Why does my iterative higher-order procedure give more precise results than my equivalent recursive procedure?

Question

Exercise 1.30 of SICP invites us to rewrite the following code as an iterative (read: tail recursive) procedure:

(define (sum term a next b)
  (if (> a b)
      0
      (+ (term a)
         (sum term (next a) next b))))

To assist us, we are given the following template:

(define (sum term a next b)
  (define (iter a result)
    (if <??>
        <??>
        (iter <??> <??>)))
  (iter <??> <??>))

After one false start, I produced the following answer, which appears correct:

(define (sumIT term a next b)
  (define (iter a result)
    (if (> a b)
        result
        (iter (next a) (+ (term a) result))))
  (iter a 0))

To test this, I copied the following code from just above where this exercise is given:

(define (integral f a b dx)
  (define (add-dx x) (+ x dx))
  (* (sum f (+ a (/ dx 2.0)) add-dx b)
     dx))
(integral cube 0 1 0.01)
(integral cube 0 1 0.001) 

And quickly made this version using sumIT:

(define (integralIT f a b dx)
  (define (add-dx x) (+ x dx))
  (* (sumIT f (+ a (/ dx 2.0)) add-dx b)
     dx))
(integralIT cube 0 1 0.01)
(integralIT cube 0 1 0.001) 

Then, as I am running in DrRacket's #lang sicp mode, which does not have a cube procedure by default, I also defined:

(define (cube x) (* x x x))

Finally, I ran the code.

Unsurprisingly, (integral cube 0 1 0.01) and (integralIT cube 0 1 0.01) both produce the exact same result: 0.24998750000000042. But, to my shock and horror, (integral cube 0 1 0.001) returns 0.249999875000001 whereas (integralIT cube 0 1 0.001) returns a more precise answer of 0.24999987500000073.

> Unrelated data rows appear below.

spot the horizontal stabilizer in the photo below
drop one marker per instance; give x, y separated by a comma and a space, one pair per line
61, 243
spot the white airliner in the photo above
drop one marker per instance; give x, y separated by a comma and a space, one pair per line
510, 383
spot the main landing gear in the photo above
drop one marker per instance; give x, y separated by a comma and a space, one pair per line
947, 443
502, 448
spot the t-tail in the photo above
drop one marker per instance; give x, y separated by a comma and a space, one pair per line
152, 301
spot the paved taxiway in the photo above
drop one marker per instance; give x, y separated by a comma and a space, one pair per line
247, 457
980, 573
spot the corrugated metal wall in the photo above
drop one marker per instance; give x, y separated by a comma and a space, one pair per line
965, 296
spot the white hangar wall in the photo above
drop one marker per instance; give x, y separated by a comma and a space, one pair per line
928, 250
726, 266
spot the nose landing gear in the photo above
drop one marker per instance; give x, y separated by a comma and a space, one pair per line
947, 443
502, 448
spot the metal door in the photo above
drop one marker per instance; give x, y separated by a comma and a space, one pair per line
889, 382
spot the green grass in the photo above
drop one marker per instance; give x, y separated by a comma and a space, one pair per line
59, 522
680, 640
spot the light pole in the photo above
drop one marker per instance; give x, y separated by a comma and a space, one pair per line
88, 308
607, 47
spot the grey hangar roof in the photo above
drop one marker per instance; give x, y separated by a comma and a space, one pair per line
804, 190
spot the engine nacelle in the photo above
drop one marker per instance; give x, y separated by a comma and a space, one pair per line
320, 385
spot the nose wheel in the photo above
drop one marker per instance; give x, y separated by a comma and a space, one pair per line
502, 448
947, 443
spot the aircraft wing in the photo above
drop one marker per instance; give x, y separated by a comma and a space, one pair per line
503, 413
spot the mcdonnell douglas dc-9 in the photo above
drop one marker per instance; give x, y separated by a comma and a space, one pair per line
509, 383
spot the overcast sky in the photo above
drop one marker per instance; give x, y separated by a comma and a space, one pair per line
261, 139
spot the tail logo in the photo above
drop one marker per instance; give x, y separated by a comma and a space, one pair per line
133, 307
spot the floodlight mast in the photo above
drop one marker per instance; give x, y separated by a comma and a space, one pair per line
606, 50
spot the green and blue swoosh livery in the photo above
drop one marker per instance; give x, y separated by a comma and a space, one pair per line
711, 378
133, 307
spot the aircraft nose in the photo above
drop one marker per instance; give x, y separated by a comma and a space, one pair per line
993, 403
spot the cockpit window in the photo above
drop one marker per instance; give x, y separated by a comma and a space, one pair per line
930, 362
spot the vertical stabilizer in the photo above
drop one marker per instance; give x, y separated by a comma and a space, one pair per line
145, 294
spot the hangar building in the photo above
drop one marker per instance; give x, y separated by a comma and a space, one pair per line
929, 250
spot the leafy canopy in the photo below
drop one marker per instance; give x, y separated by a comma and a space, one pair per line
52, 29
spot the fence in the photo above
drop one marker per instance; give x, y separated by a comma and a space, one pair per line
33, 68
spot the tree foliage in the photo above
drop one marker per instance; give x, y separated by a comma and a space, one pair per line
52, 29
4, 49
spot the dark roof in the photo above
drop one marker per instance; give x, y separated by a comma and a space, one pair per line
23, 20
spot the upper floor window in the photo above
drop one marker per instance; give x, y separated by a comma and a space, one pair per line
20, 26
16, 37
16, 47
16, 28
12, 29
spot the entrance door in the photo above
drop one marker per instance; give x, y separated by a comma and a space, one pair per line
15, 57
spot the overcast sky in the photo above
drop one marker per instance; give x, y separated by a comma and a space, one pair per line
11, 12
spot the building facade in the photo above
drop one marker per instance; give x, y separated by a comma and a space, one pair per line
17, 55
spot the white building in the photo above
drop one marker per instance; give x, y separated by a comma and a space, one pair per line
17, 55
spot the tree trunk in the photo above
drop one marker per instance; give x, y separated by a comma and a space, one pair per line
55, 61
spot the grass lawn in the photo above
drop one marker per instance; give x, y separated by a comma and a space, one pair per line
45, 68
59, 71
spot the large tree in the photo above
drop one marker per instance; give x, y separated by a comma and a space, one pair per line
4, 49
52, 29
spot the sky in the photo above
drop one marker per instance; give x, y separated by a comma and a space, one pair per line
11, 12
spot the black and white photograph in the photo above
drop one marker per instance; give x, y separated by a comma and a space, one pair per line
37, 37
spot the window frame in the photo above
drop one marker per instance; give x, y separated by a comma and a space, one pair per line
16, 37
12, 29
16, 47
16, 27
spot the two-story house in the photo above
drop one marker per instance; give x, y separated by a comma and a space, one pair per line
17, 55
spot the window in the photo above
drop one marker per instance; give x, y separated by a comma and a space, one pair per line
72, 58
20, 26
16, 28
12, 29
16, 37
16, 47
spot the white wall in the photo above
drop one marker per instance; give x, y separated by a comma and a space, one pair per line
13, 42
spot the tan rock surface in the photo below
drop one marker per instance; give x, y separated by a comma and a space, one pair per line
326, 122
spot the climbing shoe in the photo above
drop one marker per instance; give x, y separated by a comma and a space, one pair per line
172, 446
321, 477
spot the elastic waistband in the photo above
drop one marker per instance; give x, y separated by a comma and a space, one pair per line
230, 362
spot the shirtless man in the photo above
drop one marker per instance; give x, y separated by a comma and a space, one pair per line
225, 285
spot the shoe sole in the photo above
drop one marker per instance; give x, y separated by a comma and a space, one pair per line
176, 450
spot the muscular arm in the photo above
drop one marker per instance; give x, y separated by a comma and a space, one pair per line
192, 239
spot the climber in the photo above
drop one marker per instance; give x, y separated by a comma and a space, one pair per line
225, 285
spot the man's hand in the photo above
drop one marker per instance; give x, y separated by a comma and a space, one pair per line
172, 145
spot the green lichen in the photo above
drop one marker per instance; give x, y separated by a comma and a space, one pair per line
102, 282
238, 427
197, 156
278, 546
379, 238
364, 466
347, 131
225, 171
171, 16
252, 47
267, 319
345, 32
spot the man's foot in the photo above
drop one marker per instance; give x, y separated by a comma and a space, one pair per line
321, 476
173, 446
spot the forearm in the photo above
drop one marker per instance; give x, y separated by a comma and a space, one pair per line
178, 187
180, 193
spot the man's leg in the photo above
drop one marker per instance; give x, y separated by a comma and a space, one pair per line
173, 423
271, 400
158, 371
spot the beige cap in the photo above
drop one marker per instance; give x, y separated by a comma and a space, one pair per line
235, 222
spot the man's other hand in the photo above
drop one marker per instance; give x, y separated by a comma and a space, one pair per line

Why is this? Why would rewriting a recursive higher-order procedure to be tail recursive increase the precision of my result? I can't think of any part or error in my code that would cause this.

Answer 1

Floating-point addition and multiplication are commutative, but not associative. This means (+ (+ a b) c) might not be equal to (+ a (+ b c), due to error propagation. As alredy mentioned by Óscar López, see What Every Computer Scientist Should Know About Floating-Point Arithmetic .

I rewrote your example in Common Lisp, and I can observe the same behaviour.

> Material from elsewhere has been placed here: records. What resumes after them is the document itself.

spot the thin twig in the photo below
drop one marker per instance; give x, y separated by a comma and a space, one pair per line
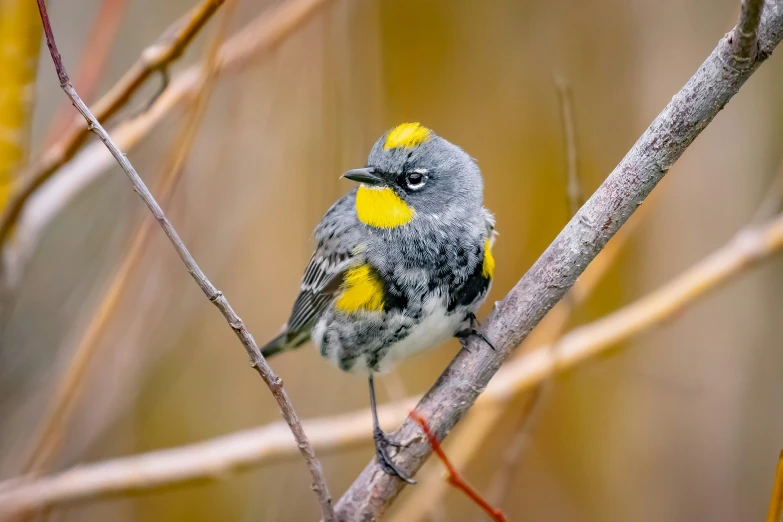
259, 38
746, 34
776, 500
69, 386
158, 56
105, 28
215, 459
688, 113
20, 42
454, 477
573, 183
216, 297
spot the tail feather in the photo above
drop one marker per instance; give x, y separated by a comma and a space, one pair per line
283, 343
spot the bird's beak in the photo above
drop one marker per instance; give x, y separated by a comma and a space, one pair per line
366, 175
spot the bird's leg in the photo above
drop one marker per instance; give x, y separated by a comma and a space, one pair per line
382, 442
466, 333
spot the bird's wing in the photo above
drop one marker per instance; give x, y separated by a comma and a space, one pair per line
320, 285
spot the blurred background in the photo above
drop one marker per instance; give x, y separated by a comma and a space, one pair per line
682, 423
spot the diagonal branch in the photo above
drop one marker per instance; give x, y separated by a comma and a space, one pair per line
69, 387
216, 297
256, 40
683, 119
216, 458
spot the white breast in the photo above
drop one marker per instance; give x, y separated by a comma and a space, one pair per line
436, 328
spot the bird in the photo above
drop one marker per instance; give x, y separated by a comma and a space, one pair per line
403, 262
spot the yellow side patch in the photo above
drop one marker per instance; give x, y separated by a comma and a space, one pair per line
406, 135
382, 208
361, 291
488, 267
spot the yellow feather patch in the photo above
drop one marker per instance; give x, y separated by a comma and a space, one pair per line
382, 208
406, 135
361, 291
488, 267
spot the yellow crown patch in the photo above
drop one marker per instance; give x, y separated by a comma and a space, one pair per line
407, 135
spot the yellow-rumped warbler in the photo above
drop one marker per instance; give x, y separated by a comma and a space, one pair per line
402, 264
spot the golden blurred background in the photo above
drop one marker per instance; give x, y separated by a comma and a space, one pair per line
682, 423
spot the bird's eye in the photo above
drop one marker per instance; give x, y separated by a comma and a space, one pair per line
416, 179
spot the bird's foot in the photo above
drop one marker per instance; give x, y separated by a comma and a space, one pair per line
382, 444
464, 334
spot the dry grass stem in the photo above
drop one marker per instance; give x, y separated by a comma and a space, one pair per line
217, 458
776, 500
155, 58
259, 38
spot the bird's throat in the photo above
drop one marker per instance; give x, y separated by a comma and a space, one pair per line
382, 208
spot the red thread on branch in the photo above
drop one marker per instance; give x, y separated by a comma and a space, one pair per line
454, 478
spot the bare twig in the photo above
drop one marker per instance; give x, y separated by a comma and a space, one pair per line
686, 115
258, 38
573, 183
454, 477
745, 34
480, 424
20, 41
217, 458
156, 57
67, 391
776, 500
216, 297
105, 28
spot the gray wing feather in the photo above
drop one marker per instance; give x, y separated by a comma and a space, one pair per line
320, 285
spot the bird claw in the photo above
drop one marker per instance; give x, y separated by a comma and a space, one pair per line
464, 334
382, 443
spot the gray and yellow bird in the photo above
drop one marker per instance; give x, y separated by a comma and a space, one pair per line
402, 264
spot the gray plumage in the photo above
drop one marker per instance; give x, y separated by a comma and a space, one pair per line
431, 268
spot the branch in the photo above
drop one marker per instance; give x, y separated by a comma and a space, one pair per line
156, 57
746, 34
688, 113
215, 459
20, 41
69, 385
258, 38
454, 477
216, 297
104, 30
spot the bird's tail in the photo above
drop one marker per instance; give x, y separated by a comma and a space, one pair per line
283, 343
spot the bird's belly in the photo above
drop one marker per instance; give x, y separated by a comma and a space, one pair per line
437, 327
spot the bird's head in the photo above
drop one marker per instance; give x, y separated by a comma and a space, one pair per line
412, 171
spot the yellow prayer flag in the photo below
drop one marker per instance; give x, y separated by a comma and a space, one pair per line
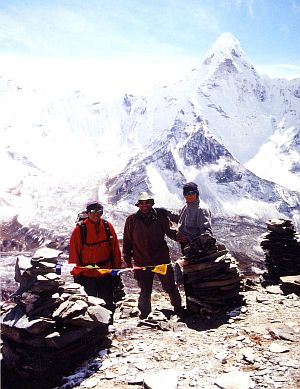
104, 271
161, 269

Then I changed a little bit the code by inserting backquotes and commas, so that the functions returns a tree instead of a number. See Macros: defining your own if you are not familiar with the synax.

The tree is made of numbers and symbols (*, +, ...) and corresponds to the operations that are made in each version, as written. This should help understand how and when intermediate results are computed.

Recursive sum:

(defun sum (term a next b)
  (labels ((it (a)
             (if (> a b)
                 0
                 `(+ ,(it (funcall next a))
                     ,(funcall term a)))))
    (it a)))

Tail-recursive sum:

(defun sum-it (term a next b)
  (labels ((it (a result)
             (if (> a b)
                 result
                 (it (funcall next a)
                     `(+ ,(funcall term a) ,result)))))
    (it a 0)))

Recursive integral:

(defun integral (f a b dx)
  (flet ((add-dx (x) (+ x dx)))
    `(* ,(sum f (+ a (/ dx 2.0d0)) #'add-dx b) ,dx)))

Tail-recursive integral:

(defun integral-it (f a b dx)
  (flet ((add-dx (x) (+ x dx)))
    `(* ,(sum-it f (+ a (/ dx 2.0d0)) #'add-dx b) ,dx)))

And cube:

(defun cube (x) (* x x x))

Take care when testing: with the target precision argument being too precise, you'll have a large result.

You can see that both approaches eventually computes the result in a different order:

CL-USER> (integral #'cube 0 1 0.4d0)
(* (+ (+ (+ 0 1.0d0) 0.21600000000000008d0) 0.008000000000000002d0) 0.4d0)

Compared to:

CL-USER> (integral-it #'cube 0 1 0.4d0)
(* (+ 1.0d0 (+ 0.21600000000000008d0 (+ 0.008000000000000002d0 0))) 0.4d0)

In the above example, the result does not differ, but for some inputs like the one you found, there will be a difference.